O relatório tem 147 páginas. “Examinando os autos [da ação penal no Supremo], constata-se que o fundamento central da condenação repousa na existência de arquivos eletrônicos comprovadamente criados por Walter Delgatti e encaminhados a Carla Zambelli por e-mail. Entre eles, constam documentos falsificados atribuídos ao sistema do Conselho Nacional de Justiça, como ordens de afastamento de sigilo bancário e mandados de prisão em nome do Ministro Alexandre de Moraes”, diz o deputado, no documento.
“Tais arquivos foram apenas recebidos, sem que houvesse resposta, encaminhamento ou qualquer ato que demonstrasse instigação, anuência ou conhecimento prévio da origem ilícita. Não há, nas milhares de páginas do processo, mensagem de instigação, prova de ciência da invasão ao sistema do CNJ ou elemento que indique participação dolosa da parlamentar“.
Ele prossegue: “Não há como saber se Zambelli foi a única deputada a receber esses arquivos. Não há como saber se Delgatti não os enviou para outros parlamentares, para jornalistas ou outras atividades. Só seria possível se o Ministro relator, que antes mesmo da ação penal, decretou a quebra do sigilo bancário da Deputada, determinasse também a quebra do sigilo telemático, de e-mail, do Hacker e invasor confesso do CNJ, Walter Delgatti”.

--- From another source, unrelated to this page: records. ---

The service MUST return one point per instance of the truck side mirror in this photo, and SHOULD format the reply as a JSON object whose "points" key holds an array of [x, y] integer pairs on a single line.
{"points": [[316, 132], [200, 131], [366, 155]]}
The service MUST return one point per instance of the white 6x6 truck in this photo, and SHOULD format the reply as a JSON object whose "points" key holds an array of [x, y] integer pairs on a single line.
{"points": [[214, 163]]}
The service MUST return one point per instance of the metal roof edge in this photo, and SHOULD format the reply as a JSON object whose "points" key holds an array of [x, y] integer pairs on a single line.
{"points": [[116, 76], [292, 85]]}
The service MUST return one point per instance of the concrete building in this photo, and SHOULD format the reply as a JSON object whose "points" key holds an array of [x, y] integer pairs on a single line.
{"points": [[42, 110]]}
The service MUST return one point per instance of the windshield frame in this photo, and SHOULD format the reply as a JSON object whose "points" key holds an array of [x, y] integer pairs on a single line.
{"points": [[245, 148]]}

Entretanto, de acordo com o parlamentar, o ministro Alexandre de Moraes, do Supremo Tribunal Federal, negou a quebra desse sigilo e também negou à defesa o acesso “aos mais de 700 gigabytes de arquivos na nuvem do hacker, mesmo esse material tendo sido utilizado no relatório da perícia usado para condená-la”.
Para Diego Garcia, Zambelli foi condenada no caso do CNJ pelo Supremo Tribunal Federal porque o hacker Walter Delgatti afirmou, em um de seus depoimentos, que teria agido sob ordem de Carla Zambelli. O parlamentar afirma que a credibilidade de Delgatti foi questionada pela própria Polícia Federal (PF), que o teria classificado como portador de traços mitomaníacos e dependente de medicação medicação controlada.
“Trata-se de um testemunho flagrantemente inconsistente, modificado em pelo menos seis ocasiões, com contradições materiais, omissões e lacunas graves. E mesmo assim, foi tomado como base de condenação“, pontua Garcia.
Líder do PT vai ao Supremo
O líder do PT na Câmara, Lindbergh Farias (PT-RJ), criticou nesta terça-feira o voto de Diego Garcia e disse que entrará com ação no Supremo Tribunal Federal para que seja determinada a declaração da perda do mandato pela Casa.
Segundo o petista, ao não declarar essa perda no caso da deputada e de Alexandre Ramagem (PL-RJ), que foi condenado na ação penal do golpe de Estado, a Mesa Diretora está descumprindo decisões judiciais. As afirmações foram feitas em entrevista coletiva.
“Definitivamente, estão querendo criar uma bancada dos deputados foragidos. Tudo isso poderia ter sido evitado. A decisão do Supremo Tribunal Federal expressa no acórdão, que foi descumprido, era para que a Mesa da Câmara afastasse a Carla Zambelli. Da mesma forma que no caso Ramagem, o relator, ministro Alexandre Moraes, está expresso. Decisão judicial do Supremo. Decisão judicial se cumpre“, afirmou o líder do PT.
“Então, toda essa confusão foi feita pela ausência do cumprimento de uma decisão judicial por parte da Mesa, que criou o procedimento que não existe. Mandou para a CCJ, ela escutou testemunhas. Então, francamente, é preciso que a Câmara tome uma posição enérgica, porque o caminho é o caminho da desmoralização da instituição“.
Ele prosseguiu: “Aqui reclamam quando eu entro no Supremo. Eu quero anunciar que eu estou entrando, hoje, com mandato de segurança no Supremo, dirigido à Mesa da Câmara, ao presidente da Câmara, para que a decisão judicial expressa naquele acórdão seja cumprida, como também no caso do deputado Ramagem. O presidente da Câmara tem que cumprir decisão judicial. Ele não pode interpretar. Então, estou me entrando com esse mandato segurança”.